NVIDIA announced a major AI infrastructure push at ISC High Performance 2026, unveiling 35 new AI supercomputers across Europe, a rack-scale Vera Rubin computing platform and new software tools designed to speed up work in climate modeling, healthcare, energy, astronomy and advanced manufacturing.
The company said its latest lineup includes DAQIRI, a high-performance data acquisition library, ALCHEMI NIM microservices for chemistry, materials research, and cuPhoton, a reference code for processing large-scale imaging data from telescopes, X-rays and laser experiments.
NVIDIA’s Vera Rubin systems can deliver more than 7 exaflops of AI performance and 5 petaflops of native FP64 performance in rack-scale configurations, the company said, giving research centers and industrial users more power to process massive datasets, run simulations and train advanced models.
Europe leads the rollout with 35 systems across 23 countries
The largest announcement centered on Europe, where NVIDIA said a record 35 AI and high-performance computing supercomputers are now in development across 23 countries.
The systems are expected to support more than 3 million researchers and will be deployed across national supercomputing centers, EuroHPC AI factories and academic institutions.
NVIDIA said its infrastructure is powering more than 90% of Europe’s AI factory buildout, with 800 AI exaflops deployed or announced since last year.
The projects include Barcelona Supercomputing Center’s EuroHPC MareNostrum5 AI upgrade, BavariaAI’s Blue Swan, Italy’s IT4LIA, Germany’s HammerHAI and Sweden’s Mimer EuroHPC AI Factory.
Their work will span generative AI, climate modeling, biomedical discovery, sustainable agriculture, cybersecurity, meteorology, manufacturing and public-sector AI services, showing how Europe is trying to build more domestic computing capacity for industries and governments.
The announcement also fits Europe’s broader effort to strengthen sovereign AI infrastructure, giving researchers and companies access to advanced computing resources without relying only on external cloud platforms.
Vera Rubin puts TOP500-class power into a single rack
NVIDIA also introduced Vera Rubin as a new platform for high-performance computing, combining Rubin GPUs, Vera CPUs, NVLink-C2C, ConnectX-9 SuperNICs and BlueField-4 DPUs in direct liquid-cooled systems.
The platform is designed to merge simulation, AI and data analytics in one system, allowing users to run numerical models, train AI systems, process instrument data and support real-time analytics on a single architecture.
Major adopters include Leibniz Supercomputing Centre, the National Energy Research Scientific Computing Center at Lawrence Berkeley National Laboratory and Los Alamos National Laboratory.
Their planned systems will support workloads ranging from astrophysics and environmental modeling to fusion energy, materials development, national security and quantum computing.
Global manufacturers including Bull, Dell Technologies, GIGABYTE, HPE and Supermicro are expected to bring Vera Rubin NVL4-based systems to market later this year.
From CERN collisions to telescope data, NVIDIA targets research bottlenecks
NVIDIA’s software announcements focused on shrinking the time between raw data collection and usable results.
cuPhoton is being developed to help teams process multidimensional data from telescopes, X-rays and laser experiments. NVIDIA said early access testing accelerated loading and reading of Rubin Observatory LSST FITS images by 14,900x and enabled up to 8,400x faster signal processing and analysis.
DAQIRI targets real-time instrument data, including environments where storage limits force teams to discard large amounts of raw information.
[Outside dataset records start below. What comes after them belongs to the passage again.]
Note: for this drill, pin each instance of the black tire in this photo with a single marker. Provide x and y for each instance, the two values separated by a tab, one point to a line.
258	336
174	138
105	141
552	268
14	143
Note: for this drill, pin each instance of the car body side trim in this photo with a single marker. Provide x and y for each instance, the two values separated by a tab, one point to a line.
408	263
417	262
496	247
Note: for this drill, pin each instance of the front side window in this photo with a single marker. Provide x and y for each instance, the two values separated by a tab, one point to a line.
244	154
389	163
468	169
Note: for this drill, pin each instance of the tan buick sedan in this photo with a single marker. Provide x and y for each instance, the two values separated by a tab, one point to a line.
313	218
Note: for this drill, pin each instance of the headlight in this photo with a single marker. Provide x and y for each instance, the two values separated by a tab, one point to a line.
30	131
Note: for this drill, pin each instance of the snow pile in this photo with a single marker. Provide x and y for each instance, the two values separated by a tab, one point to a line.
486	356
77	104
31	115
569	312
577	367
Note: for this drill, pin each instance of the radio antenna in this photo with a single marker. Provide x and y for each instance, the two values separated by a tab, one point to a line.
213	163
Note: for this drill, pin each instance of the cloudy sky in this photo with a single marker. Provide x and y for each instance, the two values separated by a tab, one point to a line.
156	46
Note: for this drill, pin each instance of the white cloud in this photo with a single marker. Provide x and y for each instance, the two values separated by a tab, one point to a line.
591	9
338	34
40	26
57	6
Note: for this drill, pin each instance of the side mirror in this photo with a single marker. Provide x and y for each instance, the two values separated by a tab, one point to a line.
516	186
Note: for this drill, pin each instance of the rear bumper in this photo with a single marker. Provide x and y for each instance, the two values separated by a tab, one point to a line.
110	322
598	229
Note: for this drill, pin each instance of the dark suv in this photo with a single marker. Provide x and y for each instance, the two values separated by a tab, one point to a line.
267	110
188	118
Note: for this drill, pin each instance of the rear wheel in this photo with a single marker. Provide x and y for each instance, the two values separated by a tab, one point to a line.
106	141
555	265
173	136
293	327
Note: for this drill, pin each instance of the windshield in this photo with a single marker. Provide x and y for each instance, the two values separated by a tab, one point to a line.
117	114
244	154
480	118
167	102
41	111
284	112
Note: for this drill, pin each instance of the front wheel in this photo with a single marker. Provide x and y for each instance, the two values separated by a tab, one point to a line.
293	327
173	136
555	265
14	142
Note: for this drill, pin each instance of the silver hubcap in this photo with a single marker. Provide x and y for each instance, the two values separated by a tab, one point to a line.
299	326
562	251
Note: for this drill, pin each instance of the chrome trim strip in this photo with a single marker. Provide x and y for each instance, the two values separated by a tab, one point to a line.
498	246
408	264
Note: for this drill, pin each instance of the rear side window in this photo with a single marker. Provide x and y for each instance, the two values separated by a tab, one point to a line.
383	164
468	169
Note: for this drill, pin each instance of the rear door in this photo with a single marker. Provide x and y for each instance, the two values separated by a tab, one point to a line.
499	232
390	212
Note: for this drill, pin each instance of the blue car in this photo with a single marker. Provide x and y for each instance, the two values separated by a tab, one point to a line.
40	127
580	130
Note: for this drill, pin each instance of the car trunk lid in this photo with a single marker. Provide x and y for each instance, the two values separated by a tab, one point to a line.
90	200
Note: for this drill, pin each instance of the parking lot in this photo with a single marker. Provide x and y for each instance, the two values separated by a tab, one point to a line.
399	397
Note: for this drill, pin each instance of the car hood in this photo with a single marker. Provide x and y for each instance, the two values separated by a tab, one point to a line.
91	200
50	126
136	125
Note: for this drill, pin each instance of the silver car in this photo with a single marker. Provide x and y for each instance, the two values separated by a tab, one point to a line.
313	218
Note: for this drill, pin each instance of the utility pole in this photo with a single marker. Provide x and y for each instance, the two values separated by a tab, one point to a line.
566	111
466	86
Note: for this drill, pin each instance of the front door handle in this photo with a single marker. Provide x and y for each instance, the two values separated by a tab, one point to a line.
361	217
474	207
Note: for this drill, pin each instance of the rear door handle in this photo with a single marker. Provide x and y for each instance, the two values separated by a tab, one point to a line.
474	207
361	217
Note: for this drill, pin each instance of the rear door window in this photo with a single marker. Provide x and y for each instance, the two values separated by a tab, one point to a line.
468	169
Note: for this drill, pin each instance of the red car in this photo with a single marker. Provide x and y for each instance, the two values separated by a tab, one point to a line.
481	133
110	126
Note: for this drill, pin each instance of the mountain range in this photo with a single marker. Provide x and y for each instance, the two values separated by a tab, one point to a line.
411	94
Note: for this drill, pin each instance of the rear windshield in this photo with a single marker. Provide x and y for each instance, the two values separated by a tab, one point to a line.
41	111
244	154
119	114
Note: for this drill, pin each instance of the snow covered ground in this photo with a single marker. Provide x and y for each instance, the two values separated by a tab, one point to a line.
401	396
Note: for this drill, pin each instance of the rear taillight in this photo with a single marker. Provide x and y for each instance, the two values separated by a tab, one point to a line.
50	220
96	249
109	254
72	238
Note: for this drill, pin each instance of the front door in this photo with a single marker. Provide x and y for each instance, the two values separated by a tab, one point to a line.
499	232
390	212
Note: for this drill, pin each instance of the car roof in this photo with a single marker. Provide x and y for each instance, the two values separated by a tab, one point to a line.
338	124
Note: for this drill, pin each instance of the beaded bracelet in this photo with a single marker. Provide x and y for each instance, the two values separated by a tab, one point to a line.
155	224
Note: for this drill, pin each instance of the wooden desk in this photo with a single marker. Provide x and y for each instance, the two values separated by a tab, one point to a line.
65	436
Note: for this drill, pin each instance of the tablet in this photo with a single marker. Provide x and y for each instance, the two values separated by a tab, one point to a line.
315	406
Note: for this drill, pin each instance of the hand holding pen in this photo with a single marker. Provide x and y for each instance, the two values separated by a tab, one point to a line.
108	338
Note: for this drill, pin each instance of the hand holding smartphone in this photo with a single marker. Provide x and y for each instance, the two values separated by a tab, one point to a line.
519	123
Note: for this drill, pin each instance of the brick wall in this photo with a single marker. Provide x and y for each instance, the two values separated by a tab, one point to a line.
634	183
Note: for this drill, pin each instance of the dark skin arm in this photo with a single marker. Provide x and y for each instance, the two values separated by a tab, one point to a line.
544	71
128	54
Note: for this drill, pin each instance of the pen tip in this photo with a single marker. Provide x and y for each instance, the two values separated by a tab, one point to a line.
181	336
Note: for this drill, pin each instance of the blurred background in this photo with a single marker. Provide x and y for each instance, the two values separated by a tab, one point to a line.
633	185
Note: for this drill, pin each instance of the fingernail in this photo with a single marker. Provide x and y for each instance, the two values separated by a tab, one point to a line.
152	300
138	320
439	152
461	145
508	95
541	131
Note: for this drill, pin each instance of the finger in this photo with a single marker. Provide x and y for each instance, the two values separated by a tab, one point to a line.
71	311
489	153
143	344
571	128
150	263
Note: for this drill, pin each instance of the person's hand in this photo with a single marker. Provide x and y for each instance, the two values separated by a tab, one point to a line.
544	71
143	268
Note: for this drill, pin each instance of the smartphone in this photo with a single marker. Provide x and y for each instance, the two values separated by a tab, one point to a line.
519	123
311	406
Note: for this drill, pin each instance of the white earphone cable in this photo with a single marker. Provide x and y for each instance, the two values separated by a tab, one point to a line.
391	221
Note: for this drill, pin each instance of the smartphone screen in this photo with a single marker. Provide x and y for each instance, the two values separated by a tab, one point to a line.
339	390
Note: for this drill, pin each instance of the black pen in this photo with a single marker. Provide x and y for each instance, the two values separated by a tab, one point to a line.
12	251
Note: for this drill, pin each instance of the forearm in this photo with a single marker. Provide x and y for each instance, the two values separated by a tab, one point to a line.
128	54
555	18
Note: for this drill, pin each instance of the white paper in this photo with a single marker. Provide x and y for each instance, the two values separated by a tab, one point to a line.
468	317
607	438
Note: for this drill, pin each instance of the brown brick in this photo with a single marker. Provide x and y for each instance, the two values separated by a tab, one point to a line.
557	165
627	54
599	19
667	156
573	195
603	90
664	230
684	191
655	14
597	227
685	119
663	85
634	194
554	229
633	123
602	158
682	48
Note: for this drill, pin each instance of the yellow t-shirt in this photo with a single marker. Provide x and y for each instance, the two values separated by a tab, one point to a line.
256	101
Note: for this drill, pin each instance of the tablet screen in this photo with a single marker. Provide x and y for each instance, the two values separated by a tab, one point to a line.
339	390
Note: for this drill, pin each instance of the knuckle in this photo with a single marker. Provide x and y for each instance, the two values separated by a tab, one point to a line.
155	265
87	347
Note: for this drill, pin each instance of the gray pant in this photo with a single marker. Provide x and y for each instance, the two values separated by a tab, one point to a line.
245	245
A CERN-linked project is using it to analyze collision data that would normally be rejected.
ALCHEMI, meanwhile, is built for chemistry and materials discovery, helping users simulate molecules and materials at scale for batteries, catalysts, OLED displays and energy applications.
Together, the announcements show NVIDIA pushing beyond AI model training and deeper into the infrastructure behind modern research and industrial development, from supercomputing hardware to the software layers that turn massive datasets into faster decisions.
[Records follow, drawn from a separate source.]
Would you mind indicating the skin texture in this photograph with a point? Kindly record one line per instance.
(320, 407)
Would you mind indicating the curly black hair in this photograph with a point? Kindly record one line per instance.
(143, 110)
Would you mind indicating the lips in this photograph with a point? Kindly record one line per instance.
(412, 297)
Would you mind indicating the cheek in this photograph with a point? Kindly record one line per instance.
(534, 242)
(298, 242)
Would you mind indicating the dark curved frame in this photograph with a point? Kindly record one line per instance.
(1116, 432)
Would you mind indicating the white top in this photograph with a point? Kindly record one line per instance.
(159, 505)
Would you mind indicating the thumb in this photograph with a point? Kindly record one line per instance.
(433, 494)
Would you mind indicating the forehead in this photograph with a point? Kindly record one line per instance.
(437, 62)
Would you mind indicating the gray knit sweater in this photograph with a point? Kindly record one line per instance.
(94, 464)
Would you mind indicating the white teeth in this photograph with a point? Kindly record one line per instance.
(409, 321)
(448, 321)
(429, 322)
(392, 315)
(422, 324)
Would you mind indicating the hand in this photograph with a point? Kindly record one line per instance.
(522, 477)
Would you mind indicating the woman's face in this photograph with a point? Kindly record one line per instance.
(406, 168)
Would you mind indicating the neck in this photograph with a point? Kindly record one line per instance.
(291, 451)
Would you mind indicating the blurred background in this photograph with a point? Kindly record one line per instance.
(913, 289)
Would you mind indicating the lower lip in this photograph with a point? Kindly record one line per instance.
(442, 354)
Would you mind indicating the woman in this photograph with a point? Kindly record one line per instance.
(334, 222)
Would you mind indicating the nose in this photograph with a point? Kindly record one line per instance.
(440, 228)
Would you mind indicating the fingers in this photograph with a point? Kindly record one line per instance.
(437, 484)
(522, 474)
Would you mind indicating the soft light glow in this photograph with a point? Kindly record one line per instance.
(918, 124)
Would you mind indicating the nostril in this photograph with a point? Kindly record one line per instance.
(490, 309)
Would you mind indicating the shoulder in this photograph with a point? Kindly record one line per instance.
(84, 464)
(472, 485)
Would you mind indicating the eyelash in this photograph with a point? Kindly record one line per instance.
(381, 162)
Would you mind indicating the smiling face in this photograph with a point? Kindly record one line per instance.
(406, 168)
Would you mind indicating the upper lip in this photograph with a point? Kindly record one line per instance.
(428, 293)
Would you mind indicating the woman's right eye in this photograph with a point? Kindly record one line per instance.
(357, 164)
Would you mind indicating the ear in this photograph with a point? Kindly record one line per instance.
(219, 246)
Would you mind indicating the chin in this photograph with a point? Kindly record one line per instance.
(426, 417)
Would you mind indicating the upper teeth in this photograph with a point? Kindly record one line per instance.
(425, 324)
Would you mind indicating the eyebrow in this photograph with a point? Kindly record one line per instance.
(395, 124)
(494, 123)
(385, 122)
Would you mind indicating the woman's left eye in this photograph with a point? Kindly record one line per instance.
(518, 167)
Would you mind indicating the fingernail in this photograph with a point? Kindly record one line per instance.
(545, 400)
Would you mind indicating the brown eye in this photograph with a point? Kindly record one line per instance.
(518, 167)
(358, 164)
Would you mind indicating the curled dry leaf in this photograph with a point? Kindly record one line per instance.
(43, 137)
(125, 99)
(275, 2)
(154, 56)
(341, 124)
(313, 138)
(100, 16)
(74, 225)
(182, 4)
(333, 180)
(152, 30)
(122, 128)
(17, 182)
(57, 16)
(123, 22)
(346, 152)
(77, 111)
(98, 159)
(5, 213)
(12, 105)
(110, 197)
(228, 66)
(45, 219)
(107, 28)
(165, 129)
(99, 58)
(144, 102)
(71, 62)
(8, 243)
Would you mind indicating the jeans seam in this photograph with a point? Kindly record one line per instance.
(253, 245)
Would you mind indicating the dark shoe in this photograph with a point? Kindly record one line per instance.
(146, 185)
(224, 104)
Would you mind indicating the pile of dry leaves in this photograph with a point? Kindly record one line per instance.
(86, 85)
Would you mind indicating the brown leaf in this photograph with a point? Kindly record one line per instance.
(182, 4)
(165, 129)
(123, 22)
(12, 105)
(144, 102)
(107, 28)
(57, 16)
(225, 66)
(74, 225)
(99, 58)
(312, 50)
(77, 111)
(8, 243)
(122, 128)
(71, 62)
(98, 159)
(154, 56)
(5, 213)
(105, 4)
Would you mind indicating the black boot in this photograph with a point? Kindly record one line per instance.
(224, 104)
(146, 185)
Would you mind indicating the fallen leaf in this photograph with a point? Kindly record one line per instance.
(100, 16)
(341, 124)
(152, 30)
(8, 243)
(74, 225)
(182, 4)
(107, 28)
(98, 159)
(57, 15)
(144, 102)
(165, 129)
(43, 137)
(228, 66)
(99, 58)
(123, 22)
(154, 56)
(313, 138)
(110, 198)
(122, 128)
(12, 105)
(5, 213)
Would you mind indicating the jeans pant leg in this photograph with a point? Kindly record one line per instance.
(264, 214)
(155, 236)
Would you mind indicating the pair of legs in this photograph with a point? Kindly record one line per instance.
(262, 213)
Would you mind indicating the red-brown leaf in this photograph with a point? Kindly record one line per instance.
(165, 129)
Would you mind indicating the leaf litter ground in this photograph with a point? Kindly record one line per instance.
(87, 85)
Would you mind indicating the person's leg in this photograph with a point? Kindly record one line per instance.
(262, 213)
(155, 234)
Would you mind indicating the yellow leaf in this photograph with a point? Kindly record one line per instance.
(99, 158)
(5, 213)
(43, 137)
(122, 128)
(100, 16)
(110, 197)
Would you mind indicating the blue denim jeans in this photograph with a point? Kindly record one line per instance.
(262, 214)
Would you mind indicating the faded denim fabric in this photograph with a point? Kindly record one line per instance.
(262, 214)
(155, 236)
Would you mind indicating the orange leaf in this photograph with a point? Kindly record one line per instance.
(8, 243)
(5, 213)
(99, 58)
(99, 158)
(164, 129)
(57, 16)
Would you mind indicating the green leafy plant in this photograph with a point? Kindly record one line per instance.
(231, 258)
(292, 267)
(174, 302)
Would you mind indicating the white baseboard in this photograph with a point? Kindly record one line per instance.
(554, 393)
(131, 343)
Stock slips below $200 as investors look past AI push
NVIDIA stock slipped below the $200 line despite the company’s latest AI push, suggesting investors may be looking past fresh product announcements and focusing instead on valuation pressure, broader market sentiment and competition risks.
The stock opened near $200.04, touched $202.15, then fell as low as $192.22 before trading around $195.74, down about 1.7%.
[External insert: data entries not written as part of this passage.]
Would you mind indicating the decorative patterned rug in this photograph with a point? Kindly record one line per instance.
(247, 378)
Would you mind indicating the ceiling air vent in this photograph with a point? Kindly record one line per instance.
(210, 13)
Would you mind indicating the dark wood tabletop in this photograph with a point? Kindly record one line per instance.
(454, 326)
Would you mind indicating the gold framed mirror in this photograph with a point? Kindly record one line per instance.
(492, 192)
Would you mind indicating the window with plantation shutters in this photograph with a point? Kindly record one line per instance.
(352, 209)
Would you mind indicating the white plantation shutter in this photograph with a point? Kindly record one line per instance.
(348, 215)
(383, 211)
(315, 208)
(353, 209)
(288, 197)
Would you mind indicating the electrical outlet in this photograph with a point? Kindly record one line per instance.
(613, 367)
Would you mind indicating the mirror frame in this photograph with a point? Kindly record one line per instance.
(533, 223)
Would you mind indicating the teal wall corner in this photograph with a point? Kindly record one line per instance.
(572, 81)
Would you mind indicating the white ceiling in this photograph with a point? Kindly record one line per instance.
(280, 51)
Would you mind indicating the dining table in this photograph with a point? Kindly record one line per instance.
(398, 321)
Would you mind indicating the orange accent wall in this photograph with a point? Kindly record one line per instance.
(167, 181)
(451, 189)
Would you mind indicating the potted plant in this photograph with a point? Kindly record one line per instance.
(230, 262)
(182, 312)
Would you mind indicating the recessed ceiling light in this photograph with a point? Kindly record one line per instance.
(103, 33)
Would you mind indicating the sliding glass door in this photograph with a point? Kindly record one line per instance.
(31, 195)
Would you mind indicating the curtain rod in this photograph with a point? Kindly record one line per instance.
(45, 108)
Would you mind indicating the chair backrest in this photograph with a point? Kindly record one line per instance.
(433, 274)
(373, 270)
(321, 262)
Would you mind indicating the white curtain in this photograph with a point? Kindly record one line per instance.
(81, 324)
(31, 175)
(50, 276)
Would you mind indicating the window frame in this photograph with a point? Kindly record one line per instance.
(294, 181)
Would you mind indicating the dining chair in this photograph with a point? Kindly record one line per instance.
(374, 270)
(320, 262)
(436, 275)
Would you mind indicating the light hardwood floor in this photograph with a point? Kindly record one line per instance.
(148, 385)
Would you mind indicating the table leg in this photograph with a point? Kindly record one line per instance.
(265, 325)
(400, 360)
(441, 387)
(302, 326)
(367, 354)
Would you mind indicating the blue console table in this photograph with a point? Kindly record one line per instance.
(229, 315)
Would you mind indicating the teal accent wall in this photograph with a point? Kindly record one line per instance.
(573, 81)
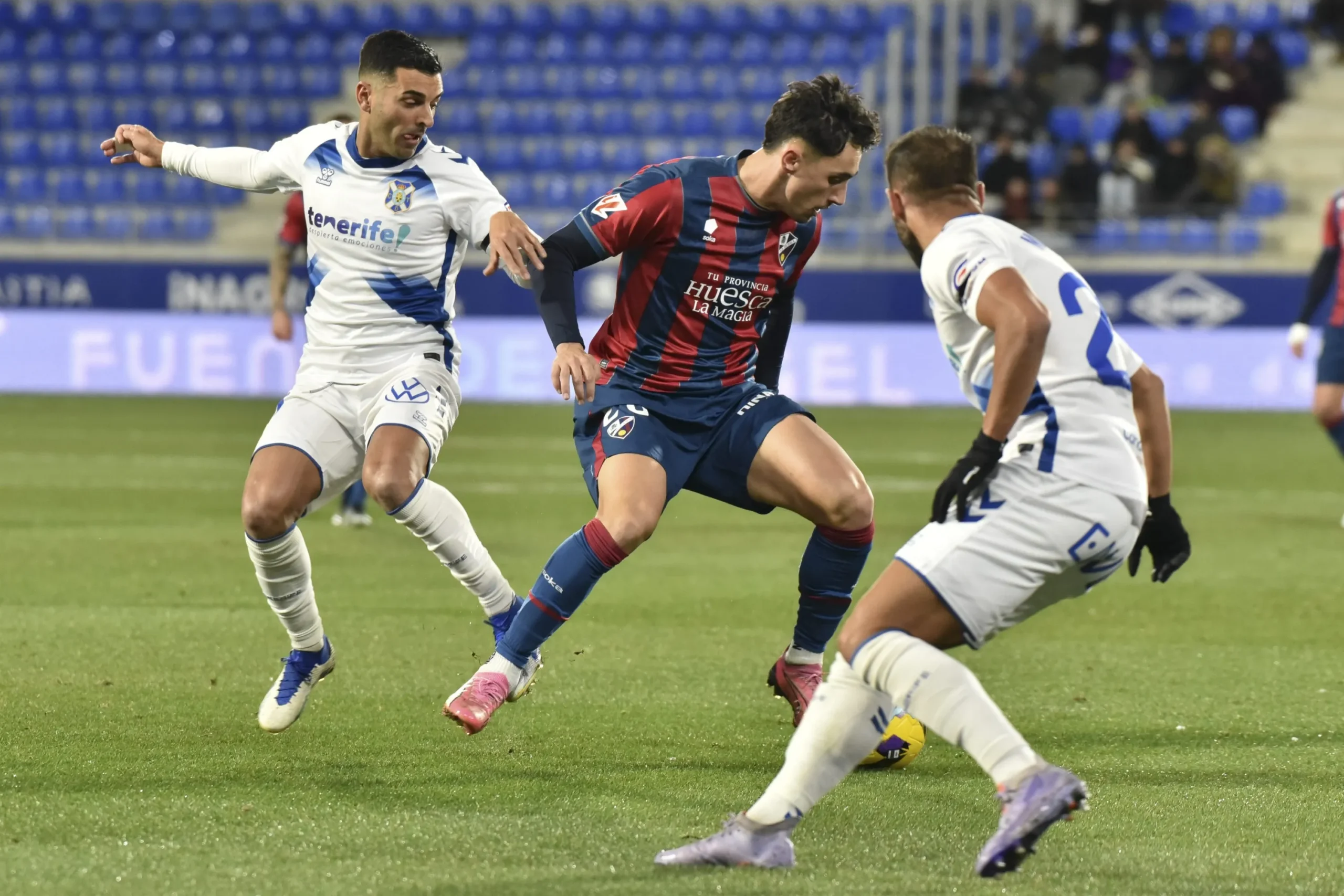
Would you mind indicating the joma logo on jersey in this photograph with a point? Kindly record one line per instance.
(409, 393)
(365, 233)
(400, 196)
(609, 205)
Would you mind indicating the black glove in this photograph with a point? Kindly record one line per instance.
(1166, 539)
(968, 475)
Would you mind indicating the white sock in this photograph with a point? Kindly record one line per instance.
(948, 699)
(844, 722)
(796, 656)
(502, 666)
(286, 575)
(440, 522)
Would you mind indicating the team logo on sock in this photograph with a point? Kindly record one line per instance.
(409, 393)
(618, 425)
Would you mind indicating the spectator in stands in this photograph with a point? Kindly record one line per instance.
(1268, 77)
(975, 104)
(1175, 76)
(1135, 127)
(1175, 178)
(1078, 186)
(1202, 124)
(1124, 186)
(1045, 61)
(1225, 81)
(1084, 73)
(1215, 176)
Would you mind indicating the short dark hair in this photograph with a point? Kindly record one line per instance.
(933, 163)
(390, 50)
(826, 113)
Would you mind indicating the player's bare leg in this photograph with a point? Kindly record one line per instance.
(803, 469)
(890, 653)
(281, 483)
(632, 491)
(395, 473)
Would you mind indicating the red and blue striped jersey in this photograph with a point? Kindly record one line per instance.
(701, 265)
(1332, 237)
Technical momentum remained weak, with RSI near 36.35, above its 31.59 signal line but still showing soft buying pressure.
The move extends recent weakness after NVIDIA had largely held above $200 since its April breakout.
For now, the drop appears less like a reaction to the Europe AI buildout and more like a sign that investors want stronger proof that future AI infrastructure spending can keep supporting NVIDIA’s valuation.